Lucy Principal Investigator Hal Levison said that their team was not prepared to build a spacecraft under the current circumstances. Still, he is impressed with the creativity and potential of the team in accomplishing the said project.
Another test that will up the mission’s achievements and progress is the Key Decision Point -D (KDP-D). This is a mandatory test after passing a series of reviews and is set at the end of August.
Lucy is the first mission that is set to study the mysterious Trojan Asteroids. These asteroids are considered to be outer Solar System asteroids that orbit in front of the Sun, and behind the gas giant, Jupiter.

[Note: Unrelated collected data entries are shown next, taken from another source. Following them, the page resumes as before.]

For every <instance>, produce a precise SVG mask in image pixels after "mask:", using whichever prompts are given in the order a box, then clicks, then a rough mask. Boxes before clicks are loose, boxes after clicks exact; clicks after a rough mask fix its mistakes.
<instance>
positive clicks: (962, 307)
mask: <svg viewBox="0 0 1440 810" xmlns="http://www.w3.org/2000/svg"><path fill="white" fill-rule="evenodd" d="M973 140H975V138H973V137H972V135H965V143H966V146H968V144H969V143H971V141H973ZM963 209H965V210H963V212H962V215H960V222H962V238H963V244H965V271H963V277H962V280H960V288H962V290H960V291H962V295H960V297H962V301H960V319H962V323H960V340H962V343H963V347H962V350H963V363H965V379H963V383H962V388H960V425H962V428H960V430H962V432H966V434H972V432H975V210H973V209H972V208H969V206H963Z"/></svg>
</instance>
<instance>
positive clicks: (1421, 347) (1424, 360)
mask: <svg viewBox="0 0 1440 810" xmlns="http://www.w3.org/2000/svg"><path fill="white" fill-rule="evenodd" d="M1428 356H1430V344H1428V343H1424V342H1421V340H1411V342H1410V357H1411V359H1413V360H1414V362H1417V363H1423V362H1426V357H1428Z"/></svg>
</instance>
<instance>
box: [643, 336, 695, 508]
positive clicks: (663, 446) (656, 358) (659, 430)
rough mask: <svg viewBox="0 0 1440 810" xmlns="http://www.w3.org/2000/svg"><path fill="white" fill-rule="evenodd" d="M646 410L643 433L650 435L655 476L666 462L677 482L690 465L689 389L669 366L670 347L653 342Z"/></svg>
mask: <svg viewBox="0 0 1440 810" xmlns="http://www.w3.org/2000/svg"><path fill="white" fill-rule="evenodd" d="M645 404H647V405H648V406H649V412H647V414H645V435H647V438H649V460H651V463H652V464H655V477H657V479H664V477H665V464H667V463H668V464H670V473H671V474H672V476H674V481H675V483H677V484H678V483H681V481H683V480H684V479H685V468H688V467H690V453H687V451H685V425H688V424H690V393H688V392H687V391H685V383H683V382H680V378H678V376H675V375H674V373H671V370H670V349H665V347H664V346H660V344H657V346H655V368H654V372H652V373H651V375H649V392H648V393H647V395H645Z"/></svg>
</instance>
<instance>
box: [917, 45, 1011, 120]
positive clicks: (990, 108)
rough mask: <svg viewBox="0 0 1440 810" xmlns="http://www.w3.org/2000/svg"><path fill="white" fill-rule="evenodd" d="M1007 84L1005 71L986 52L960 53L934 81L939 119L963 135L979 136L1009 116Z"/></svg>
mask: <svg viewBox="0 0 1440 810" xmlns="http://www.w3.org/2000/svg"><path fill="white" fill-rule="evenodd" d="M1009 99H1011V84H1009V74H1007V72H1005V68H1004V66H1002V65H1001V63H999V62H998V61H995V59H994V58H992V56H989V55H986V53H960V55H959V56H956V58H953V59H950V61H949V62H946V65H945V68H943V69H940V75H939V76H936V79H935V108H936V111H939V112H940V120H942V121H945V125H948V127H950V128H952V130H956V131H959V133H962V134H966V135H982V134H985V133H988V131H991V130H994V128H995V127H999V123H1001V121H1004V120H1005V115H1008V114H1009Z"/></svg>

What made the Trojans interesting for NASA is that on a normal circumstance, asteroids near the area would scatter away due to Jupiter’s mass, but instead, the Sun counteracts, pulling back the asteroid and trapping them on a stable orbit known as a Lagrange point.
These Trojans are of four billion years old, unique, and considered one of the earliest remains of the Solar System. NASA considers them an exceptional case to study because no one else attempted to pursue these estranged asteroids.
The Lucy mission received its name from an early fossilized skeleton of an early hominid found by explorers Donald Johnson and Tom Gray on Nov. 24, 1974, in Ethiopia. Later, an explorer named Pamela Alderman named the asteroid officially from the song “Lucy in the Sky with Diamonds” by the English rock band, The Beatles.
Scientists believe that the Lucy mission will help us in knowing more of the Solar System’s origins and, of course, the planet.
The mission entails a 12-year period of deep-space exploration, heading towards eight different points where asteroids are scattered. Lucy’s path will cover both aspects of the Trojan’s cluster and will give a close-up view of the three major types of categorized asteroids (C-, P- and D-types).